Roseline Gray is a senior in the College of Arts and Sciences. She is pursuing majors in international relations and Russian and East European studies. While she hopes to eventually explore these interests in the world of diplomacy, she approaches her work from a cross cultural perspective. An American born and raised overseas in Brussels, Belgium, she is excited to learn about how people of different national, political, and linguistic identities relate to one another. Recently, Rose has been working on the Global Attitudes team at Pew Research Center. Outside of her work, she is an avid cook, baker, and guilty-reality-tv binger.
Roseline Gray
Wolf Humanities Center Undergraduate Fellow
2022—2023 Forum on Heritage
Roseline Gray
International Relations; Russian and East European Studies
Historical Imagination and Political Power: The Role of Premodern Narratives in Contemporary Russian National Identity
The concept of “Moscow as the Third Rome”, sometimes referred to as a case of translatio imperii in Russian historiography, is one that has reappeared and been subject to different interpretations throughout history.
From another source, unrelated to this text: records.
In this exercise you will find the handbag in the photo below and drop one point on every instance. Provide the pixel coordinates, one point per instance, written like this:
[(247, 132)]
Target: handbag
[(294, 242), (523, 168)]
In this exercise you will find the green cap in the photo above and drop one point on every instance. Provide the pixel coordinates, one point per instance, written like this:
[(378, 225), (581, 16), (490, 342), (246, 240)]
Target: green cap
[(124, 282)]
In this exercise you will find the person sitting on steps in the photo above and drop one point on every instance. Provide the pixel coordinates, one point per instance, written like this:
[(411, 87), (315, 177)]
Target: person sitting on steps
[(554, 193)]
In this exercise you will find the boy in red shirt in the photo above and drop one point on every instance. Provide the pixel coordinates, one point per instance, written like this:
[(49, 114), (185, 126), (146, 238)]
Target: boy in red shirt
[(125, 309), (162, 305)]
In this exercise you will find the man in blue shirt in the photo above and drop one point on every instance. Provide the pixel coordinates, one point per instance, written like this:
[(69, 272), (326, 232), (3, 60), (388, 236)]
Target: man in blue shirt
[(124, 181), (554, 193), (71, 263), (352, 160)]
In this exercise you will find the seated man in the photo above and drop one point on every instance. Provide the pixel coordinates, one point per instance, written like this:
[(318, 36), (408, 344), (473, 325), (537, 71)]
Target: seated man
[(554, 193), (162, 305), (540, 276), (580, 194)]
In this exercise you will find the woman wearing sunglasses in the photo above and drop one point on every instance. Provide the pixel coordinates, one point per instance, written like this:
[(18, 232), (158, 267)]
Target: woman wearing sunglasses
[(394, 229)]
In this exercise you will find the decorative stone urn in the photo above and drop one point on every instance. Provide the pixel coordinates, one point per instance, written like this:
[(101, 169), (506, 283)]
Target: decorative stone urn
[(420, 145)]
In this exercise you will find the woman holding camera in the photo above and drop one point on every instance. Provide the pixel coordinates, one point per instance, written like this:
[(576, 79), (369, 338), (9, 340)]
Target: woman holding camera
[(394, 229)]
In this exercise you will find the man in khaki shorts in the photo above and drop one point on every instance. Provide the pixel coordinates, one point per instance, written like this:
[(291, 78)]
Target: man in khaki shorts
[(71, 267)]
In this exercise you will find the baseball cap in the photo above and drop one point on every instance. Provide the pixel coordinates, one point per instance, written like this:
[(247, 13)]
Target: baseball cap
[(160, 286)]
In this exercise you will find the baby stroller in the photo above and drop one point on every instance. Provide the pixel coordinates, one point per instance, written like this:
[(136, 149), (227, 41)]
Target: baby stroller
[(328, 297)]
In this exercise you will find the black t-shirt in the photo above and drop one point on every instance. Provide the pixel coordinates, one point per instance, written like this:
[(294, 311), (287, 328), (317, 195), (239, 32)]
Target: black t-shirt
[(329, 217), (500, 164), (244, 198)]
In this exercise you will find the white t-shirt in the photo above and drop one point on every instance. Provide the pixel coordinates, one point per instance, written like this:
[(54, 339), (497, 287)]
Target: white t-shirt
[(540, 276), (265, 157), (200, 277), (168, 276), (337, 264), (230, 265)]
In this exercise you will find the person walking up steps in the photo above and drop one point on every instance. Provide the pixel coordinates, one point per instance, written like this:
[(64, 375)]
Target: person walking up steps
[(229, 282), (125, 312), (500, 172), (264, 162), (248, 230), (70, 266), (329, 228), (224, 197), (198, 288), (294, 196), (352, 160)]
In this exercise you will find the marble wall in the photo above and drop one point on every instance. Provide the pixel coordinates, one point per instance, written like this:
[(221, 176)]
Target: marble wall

Rooted in pre-modern narratives of Christian religious heritage, the idea has been expounded upon and repurposed in more recent history as a secular political concept to legitimize imperialism and justify expansion. Historical reimaginings of “Moscow as the Third Rome” in imperial rhetoric became more appealing in the context of nineteenth-century nationalistic discourse. These ideas were perpetuated by some in the Soviet era and have recently emerged in the rhetoric around the war in Ukraine. This project aims to debunk such interpretations as historiographical and political myths which disregard and oversimplify the original meaning of this concept and its religious implications. I investigate the appeal and productivity of the “Moscow as the Third Rome” theory at different moments in Russian history, and the agenda it has evoked in each context.